Der Historiker und Prodekan Jan Koura war zum Zeitpunkt des Amoklaufs in dem Gebäude, konkret im zweiten Stock. Zunächst wusste er gar nicht, welche Tragödie sich abspielte. Er habe nur dumpfe Schläge gehört und Geräusche, die nach dem Verrücken von Möbel klangen, so Koura:

„Dann hörte ich Geschrei vom Gang. Wie ich nachher erfuhr, lief einer unserer Studenten durch alle Stockwerke und rief, dass im vierten Stock geschossen werde. Der Schock kam dann, als ich Schüsse von der Balustrade des Daches hörte.“

Jan Koura | Foto: Karlsuniversität Prag

Der Fachmann für moderne Geschichte verbarrikadierte sich in seinem Büro, verkroch sich in eine Ecke und schrieb vom Handy aus seinen Kollegen. Eine knappe Dreiviertelstunde blieb er in dem Raum, dann befreite ihn die Polizei – und er rannte mit den Händen über dem Kopf über die Straße in die sicheren Räume des Konzertsaals Rudolfinum.

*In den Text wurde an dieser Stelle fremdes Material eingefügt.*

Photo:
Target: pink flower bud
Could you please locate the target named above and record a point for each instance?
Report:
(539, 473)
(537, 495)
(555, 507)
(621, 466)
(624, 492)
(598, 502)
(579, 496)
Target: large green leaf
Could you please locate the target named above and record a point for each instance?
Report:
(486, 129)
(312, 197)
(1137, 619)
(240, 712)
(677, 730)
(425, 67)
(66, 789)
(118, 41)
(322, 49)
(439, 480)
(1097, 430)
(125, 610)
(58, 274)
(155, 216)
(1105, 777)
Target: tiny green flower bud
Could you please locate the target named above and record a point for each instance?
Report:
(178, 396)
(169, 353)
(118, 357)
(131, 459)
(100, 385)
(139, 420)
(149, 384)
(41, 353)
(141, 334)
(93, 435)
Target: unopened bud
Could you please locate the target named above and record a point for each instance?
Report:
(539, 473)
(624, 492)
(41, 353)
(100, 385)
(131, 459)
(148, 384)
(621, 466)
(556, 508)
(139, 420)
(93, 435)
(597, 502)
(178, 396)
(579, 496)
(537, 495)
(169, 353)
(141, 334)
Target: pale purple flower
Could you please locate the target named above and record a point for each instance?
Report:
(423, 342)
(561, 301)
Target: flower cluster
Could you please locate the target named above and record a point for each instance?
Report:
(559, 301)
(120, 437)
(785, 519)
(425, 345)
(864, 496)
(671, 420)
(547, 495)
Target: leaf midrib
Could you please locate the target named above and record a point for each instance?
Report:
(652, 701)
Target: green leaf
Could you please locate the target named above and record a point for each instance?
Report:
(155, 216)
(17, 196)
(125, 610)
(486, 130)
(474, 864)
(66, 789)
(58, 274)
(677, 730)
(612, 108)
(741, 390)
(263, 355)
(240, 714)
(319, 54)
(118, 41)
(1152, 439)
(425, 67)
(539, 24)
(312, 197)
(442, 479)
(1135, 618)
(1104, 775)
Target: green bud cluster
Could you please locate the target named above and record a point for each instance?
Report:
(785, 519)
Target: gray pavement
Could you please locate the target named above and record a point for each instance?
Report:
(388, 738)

Schon am nächsten Tag aber kehrte Koura zusammen mit den Kollegen der Fakultätsleitung in das Gebäude zurück. Geholfen hätten ihm seitdem psychologische Unterstützung, die Welle der Solidarität sowie Treffen mit seinen Studierenden, die ihn darum gebeten hatten, sagte der Historiker in den Inlandssendungen des Tschechischen Rundfunks.

Foto: René Volfík,  iROZHLAS.cz

„Ich freue mich darauf, die Studenten zu Anfang des Sommersemesters wiederzusehen. Und ich hoffe, dass wir bis dahin auch das ganze Hauptgebäude renoviert haben – denn diese Räume gehören uns, und wir wollen sie uns nicht nehmen lassen“, betont Koura.

Das Sommersemester startet am 19. Februar. Vor allem müssen fast 140 Türen ersetzt werden, die bei der Evakuierung von der Polizei gewaltsam geöffnet worden waren.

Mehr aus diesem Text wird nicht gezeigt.